2025 was hard. Getting a job was hard, working a job was hard, dating was hard, being someone ambitious was hard, everything just felt so hard. When I turned 20, I thought I would suddenly sprout into my adult body and mindset. As I remember a professor once telling me “as your brain develops you’ll just feel all this extra room in your mind for the things that matter.” I imagined all of the ways I would decorate the interior of my adult mind— a conversation pit here, coffee table there, and a beautiful chandelier above. In all this space I would solve all the worlds problems, ask the most philosophical questions, and somehow make it to the MET Gala. It was just a matter of the first steps of becoming the baddie I needed to be. The word baddie would haunt me. What did it mean.
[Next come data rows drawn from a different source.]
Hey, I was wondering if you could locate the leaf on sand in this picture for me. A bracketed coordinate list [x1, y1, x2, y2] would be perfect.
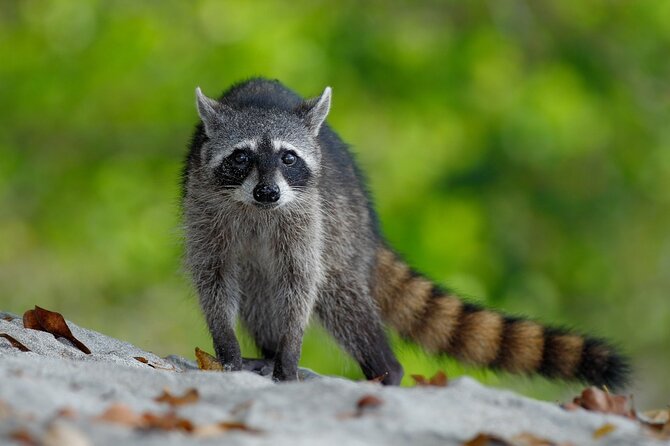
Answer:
[512, 432, 568, 446]
[412, 370, 449, 387]
[95, 404, 141, 427]
[195, 347, 224, 372]
[140, 411, 194, 432]
[337, 395, 384, 420]
[193, 421, 262, 438]
[463, 434, 513, 446]
[23, 305, 91, 355]
[637, 409, 670, 440]
[463, 432, 567, 446]
[41, 423, 92, 446]
[0, 333, 30, 352]
[593, 423, 616, 440]
[95, 404, 193, 432]
[133, 356, 177, 372]
[154, 388, 200, 407]
[563, 386, 636, 419]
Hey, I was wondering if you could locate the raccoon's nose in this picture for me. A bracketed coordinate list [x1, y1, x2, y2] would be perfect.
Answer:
[254, 184, 280, 203]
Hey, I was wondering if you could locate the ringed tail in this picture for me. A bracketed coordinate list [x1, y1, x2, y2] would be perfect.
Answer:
[373, 247, 630, 389]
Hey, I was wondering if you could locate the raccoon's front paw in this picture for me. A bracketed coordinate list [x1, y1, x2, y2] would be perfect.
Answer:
[242, 358, 275, 376]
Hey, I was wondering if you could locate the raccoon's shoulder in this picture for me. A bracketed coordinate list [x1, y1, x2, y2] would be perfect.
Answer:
[219, 77, 303, 111]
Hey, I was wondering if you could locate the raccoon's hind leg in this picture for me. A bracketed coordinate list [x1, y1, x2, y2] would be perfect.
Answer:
[316, 279, 403, 385]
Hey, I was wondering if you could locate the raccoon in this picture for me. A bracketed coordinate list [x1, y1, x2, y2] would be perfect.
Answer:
[182, 78, 630, 388]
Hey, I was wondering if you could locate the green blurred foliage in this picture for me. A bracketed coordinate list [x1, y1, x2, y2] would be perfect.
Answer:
[0, 0, 670, 405]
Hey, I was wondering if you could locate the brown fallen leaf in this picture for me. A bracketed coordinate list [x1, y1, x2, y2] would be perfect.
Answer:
[94, 403, 142, 427]
[140, 411, 194, 432]
[637, 409, 670, 428]
[154, 388, 200, 407]
[412, 370, 449, 387]
[512, 432, 568, 446]
[195, 347, 224, 372]
[564, 386, 636, 419]
[23, 305, 91, 355]
[56, 406, 77, 418]
[593, 423, 616, 440]
[193, 421, 262, 438]
[23, 310, 40, 331]
[95, 404, 194, 432]
[463, 433, 514, 446]
[42, 423, 92, 446]
[0, 333, 30, 352]
[133, 356, 177, 372]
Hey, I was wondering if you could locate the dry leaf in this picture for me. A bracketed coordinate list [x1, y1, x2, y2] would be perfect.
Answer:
[42, 423, 91, 446]
[154, 388, 200, 406]
[23, 305, 91, 355]
[193, 421, 262, 438]
[141, 412, 194, 432]
[572, 386, 636, 419]
[412, 370, 449, 387]
[593, 423, 616, 440]
[512, 432, 567, 446]
[23, 310, 41, 331]
[637, 409, 670, 428]
[56, 407, 77, 418]
[195, 347, 224, 372]
[95, 403, 142, 427]
[463, 434, 514, 446]
[0, 333, 30, 352]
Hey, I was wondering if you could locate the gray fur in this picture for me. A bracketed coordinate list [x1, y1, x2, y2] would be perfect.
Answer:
[183, 79, 402, 384]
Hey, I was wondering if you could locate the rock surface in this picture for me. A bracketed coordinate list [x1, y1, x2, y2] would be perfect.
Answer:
[0, 313, 670, 446]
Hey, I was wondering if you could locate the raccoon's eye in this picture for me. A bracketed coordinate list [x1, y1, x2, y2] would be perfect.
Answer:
[233, 150, 249, 166]
[281, 152, 298, 166]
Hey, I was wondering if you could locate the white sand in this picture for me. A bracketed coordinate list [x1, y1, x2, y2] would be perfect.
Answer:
[0, 313, 670, 446]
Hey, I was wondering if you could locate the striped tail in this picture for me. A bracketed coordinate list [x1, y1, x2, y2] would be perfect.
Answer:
[374, 248, 630, 389]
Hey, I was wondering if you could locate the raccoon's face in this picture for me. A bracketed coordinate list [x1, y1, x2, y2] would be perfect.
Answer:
[196, 88, 330, 209]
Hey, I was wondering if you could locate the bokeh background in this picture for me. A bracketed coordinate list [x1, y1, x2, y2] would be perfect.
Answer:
[0, 0, 670, 407]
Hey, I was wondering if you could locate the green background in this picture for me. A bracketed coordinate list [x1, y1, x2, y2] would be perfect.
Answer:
[0, 0, 670, 407]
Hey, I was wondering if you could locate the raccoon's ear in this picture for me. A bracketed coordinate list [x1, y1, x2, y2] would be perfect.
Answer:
[299, 87, 332, 136]
[195, 87, 228, 136]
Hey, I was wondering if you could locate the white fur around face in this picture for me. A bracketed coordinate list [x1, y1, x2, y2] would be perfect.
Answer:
[272, 139, 318, 172]
[208, 139, 258, 169]
[275, 170, 295, 206]
[231, 168, 258, 205]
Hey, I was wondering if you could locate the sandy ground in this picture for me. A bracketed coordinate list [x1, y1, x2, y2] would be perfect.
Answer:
[0, 313, 670, 446]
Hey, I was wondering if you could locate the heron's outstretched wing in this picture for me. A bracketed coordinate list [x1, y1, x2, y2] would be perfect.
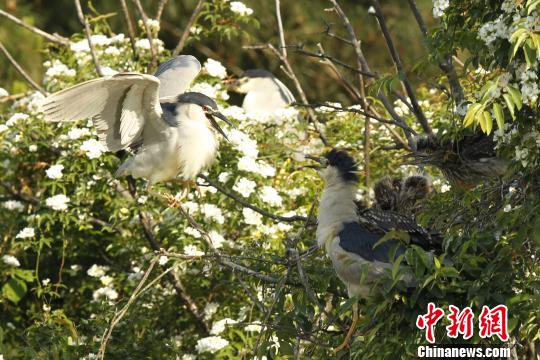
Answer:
[41, 73, 165, 151]
[274, 78, 296, 104]
[154, 55, 201, 102]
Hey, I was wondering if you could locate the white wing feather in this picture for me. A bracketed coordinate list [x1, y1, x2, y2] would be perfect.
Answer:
[41, 73, 164, 151]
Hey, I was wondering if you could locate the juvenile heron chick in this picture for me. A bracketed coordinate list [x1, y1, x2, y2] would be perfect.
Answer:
[408, 133, 508, 188]
[308, 150, 440, 352]
[42, 55, 230, 186]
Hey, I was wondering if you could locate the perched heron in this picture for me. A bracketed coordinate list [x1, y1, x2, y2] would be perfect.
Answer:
[408, 133, 508, 188]
[235, 69, 295, 113]
[42, 55, 230, 187]
[308, 150, 441, 352]
[373, 174, 433, 215]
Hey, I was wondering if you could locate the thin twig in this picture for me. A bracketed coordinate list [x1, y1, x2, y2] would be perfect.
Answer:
[156, 0, 169, 23]
[408, 0, 465, 105]
[173, 0, 204, 56]
[0, 9, 69, 45]
[199, 174, 316, 225]
[120, 0, 137, 59]
[371, 0, 433, 134]
[97, 256, 159, 360]
[275, 0, 287, 57]
[0, 41, 47, 95]
[131, 0, 157, 73]
[74, 0, 103, 76]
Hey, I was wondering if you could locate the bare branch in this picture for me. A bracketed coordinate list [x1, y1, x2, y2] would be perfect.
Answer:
[173, 0, 204, 56]
[131, 0, 157, 73]
[75, 0, 103, 76]
[0, 9, 69, 45]
[199, 175, 316, 225]
[120, 0, 137, 58]
[275, 0, 287, 57]
[0, 41, 47, 95]
[371, 0, 433, 134]
[156, 0, 169, 22]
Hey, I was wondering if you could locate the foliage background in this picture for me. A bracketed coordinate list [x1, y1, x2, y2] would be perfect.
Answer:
[0, 0, 540, 359]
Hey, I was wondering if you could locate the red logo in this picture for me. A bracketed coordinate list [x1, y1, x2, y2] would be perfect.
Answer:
[416, 303, 444, 344]
[416, 302, 508, 344]
[446, 305, 474, 340]
[478, 305, 508, 341]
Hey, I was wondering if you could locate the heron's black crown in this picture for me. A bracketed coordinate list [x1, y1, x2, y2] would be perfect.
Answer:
[326, 149, 358, 182]
[176, 92, 218, 110]
[241, 69, 274, 78]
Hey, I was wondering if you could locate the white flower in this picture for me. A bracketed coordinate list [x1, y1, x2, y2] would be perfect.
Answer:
[2, 200, 24, 212]
[189, 26, 203, 35]
[80, 139, 107, 159]
[86, 264, 109, 278]
[208, 230, 227, 249]
[441, 184, 450, 193]
[210, 318, 238, 335]
[45, 164, 64, 180]
[200, 203, 225, 224]
[231, 1, 253, 16]
[92, 286, 118, 301]
[67, 128, 90, 140]
[101, 66, 118, 76]
[196, 336, 229, 354]
[137, 195, 148, 204]
[218, 171, 231, 183]
[184, 245, 204, 256]
[244, 322, 261, 332]
[2, 255, 21, 267]
[203, 302, 219, 320]
[260, 186, 283, 206]
[45, 194, 69, 211]
[433, 0, 450, 18]
[44, 60, 77, 81]
[242, 208, 262, 225]
[15, 227, 36, 239]
[184, 226, 201, 239]
[233, 178, 257, 197]
[6, 113, 30, 127]
[99, 275, 114, 286]
[204, 59, 227, 79]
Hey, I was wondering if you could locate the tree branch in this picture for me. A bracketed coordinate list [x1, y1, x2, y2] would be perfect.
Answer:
[173, 0, 204, 56]
[0, 41, 47, 95]
[74, 0, 103, 76]
[0, 9, 69, 45]
[371, 0, 433, 134]
[199, 174, 316, 225]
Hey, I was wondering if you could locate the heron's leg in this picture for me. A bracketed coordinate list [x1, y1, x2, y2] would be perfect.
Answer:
[334, 302, 359, 354]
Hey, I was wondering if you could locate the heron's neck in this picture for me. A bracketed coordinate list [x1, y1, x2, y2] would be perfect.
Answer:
[317, 176, 357, 247]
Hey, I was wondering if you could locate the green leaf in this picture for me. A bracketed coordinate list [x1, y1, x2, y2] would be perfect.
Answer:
[493, 103, 504, 129]
[506, 85, 523, 110]
[463, 104, 483, 127]
[392, 254, 405, 279]
[482, 111, 493, 135]
[503, 94, 516, 120]
[2, 278, 27, 304]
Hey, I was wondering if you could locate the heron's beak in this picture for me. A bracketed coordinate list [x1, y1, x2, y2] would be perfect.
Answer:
[304, 154, 328, 170]
[207, 110, 234, 141]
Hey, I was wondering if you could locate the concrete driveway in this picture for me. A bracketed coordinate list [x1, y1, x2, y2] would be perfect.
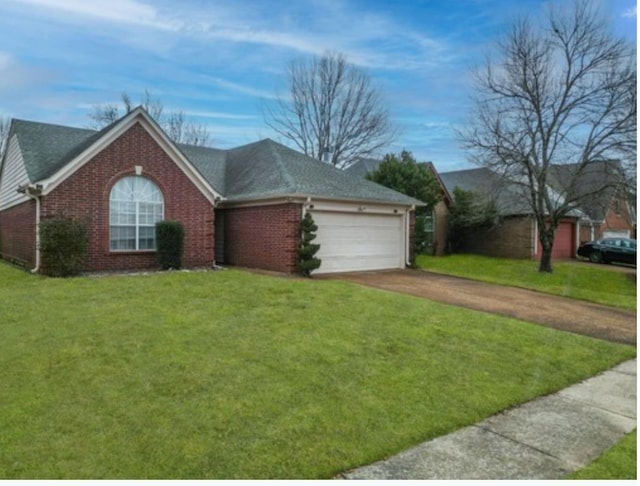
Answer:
[317, 269, 637, 346]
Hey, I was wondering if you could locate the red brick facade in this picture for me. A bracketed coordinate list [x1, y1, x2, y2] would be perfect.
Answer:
[580, 194, 636, 242]
[0, 123, 214, 271]
[0, 201, 36, 267]
[223, 203, 302, 273]
[463, 216, 534, 259]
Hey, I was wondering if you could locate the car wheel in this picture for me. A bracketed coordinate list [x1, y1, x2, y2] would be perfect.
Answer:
[589, 251, 602, 263]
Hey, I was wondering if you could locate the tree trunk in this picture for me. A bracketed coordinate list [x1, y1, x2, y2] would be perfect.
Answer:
[538, 228, 555, 273]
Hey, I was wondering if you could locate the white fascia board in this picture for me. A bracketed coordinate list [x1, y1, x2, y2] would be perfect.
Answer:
[38, 107, 224, 204]
[225, 194, 415, 213]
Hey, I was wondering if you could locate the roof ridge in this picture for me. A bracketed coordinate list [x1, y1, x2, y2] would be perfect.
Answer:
[261, 138, 298, 191]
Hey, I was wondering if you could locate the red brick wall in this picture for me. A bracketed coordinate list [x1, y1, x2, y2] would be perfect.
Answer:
[598, 198, 633, 237]
[41, 123, 214, 271]
[463, 216, 533, 258]
[224, 203, 302, 273]
[0, 201, 36, 267]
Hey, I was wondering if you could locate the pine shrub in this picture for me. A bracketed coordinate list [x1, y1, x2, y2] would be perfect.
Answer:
[156, 221, 184, 270]
[298, 212, 322, 277]
[39, 216, 88, 277]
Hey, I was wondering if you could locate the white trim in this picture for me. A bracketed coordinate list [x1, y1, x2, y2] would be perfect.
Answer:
[38, 107, 224, 204]
[0, 134, 29, 211]
[223, 194, 425, 212]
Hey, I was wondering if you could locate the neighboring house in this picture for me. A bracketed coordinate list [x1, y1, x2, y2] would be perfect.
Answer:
[345, 158, 451, 256]
[0, 108, 421, 273]
[440, 167, 578, 259]
[440, 162, 635, 259]
[553, 161, 636, 242]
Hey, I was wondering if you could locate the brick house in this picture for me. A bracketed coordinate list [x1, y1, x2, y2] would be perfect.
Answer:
[0, 108, 421, 273]
[347, 159, 636, 259]
[345, 158, 452, 256]
[440, 161, 635, 259]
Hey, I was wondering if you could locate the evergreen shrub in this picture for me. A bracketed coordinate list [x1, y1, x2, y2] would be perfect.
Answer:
[39, 216, 88, 277]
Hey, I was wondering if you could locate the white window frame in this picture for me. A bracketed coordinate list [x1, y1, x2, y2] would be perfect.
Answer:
[109, 175, 164, 253]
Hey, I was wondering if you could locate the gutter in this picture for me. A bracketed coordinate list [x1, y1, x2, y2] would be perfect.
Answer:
[18, 184, 42, 273]
[404, 206, 416, 267]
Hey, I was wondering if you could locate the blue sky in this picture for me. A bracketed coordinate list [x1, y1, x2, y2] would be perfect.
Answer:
[0, 0, 636, 172]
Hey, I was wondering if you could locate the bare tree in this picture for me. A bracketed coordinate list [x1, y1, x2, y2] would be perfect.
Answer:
[87, 90, 209, 147]
[460, 0, 636, 272]
[264, 52, 395, 168]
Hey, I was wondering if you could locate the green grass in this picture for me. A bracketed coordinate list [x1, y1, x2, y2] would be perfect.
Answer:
[566, 430, 637, 479]
[0, 262, 635, 479]
[417, 255, 637, 309]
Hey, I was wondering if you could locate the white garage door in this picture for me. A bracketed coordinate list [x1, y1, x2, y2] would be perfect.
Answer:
[312, 211, 404, 273]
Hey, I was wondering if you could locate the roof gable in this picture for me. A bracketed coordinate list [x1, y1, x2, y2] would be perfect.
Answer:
[5, 113, 423, 206]
[226, 139, 423, 205]
[11, 107, 222, 203]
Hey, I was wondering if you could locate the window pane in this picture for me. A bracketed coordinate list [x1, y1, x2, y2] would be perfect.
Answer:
[110, 201, 136, 225]
[110, 226, 136, 250]
[138, 226, 156, 250]
[109, 176, 164, 250]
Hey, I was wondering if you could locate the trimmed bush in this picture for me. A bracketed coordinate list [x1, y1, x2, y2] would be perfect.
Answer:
[156, 221, 184, 270]
[298, 212, 322, 277]
[39, 216, 88, 277]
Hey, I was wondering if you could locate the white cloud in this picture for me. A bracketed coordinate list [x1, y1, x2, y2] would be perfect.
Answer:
[205, 76, 276, 98]
[184, 110, 257, 120]
[4, 0, 179, 30]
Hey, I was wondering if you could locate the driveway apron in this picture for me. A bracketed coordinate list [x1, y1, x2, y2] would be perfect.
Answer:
[323, 270, 637, 480]
[320, 270, 637, 346]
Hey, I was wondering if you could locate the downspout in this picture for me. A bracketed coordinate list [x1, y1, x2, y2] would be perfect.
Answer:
[404, 205, 416, 267]
[531, 217, 538, 260]
[302, 196, 313, 219]
[24, 186, 42, 273]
It felt so clear, yet so vague. Is it aesthetic, a mind set, there truly was levels to the shit that I could not quite figure out. So as another year began to swing into motion, I wondered what I needed to do to become someone else.
The more and more I thought about who I needed to become the further and further away the dream felt. It felt like an impossible hoop to jump through and the thought of it all would at times send me into a depression. Comparison is said to be the thief of joy, but the get away driver is hard expectations on myself. That isn’t to say that I am not ambitious, or hard working, or shouldn’t want myself to advance. But it is to say that in a year full of joys and disappointments expectations that are unmoving was the problem. This year I think in a lot of people’s lives was the year to roll with the punches, and for along time I just couldn’t. Each punch felt like a blow, everything felt personal, and when I couldn’t become someone else for the reasons that be, it felt like a comment of who I was instead of the goal itself.
Now that 2026 has reared its head, I look to the year that is to come my way. The internet bursting open with not only bad news, but talks of rebranding. Not necessarily the changing of habits, or ideas, or hobbies, but how we appear. A “rebrand” something so technical, so sterile, and so professional in language, rather than personal. The rebrand of our marketing on social media, the rebrand in what we wear, and the rebrand of our signature hair styles. And for the first time I didn’t want to rebrand necessarily my style, or become someone that didn’t fit me. I wanted to change the mindset. In the new year I wanna roll with the punches. I wanna take the hits and hit right back. I want to take the wins and relish in them knowing that I am deserving. I want to embrace the kind of confidence that feels like flying for the first time, not just when I get my hair done, or post on instagram but even when my hair is a mess and my outfit is nothing special. That’s what I think 2026 means. The year of the horse, the wild, the free, and the bold.
As the days of my 21st year start to roll in so does a little more room in my brain. Inch my inch, foot by foot, I buy a few decorations here and there. A painting on this wall, a mirror on the other, and I save a little everyday for that conversation pit.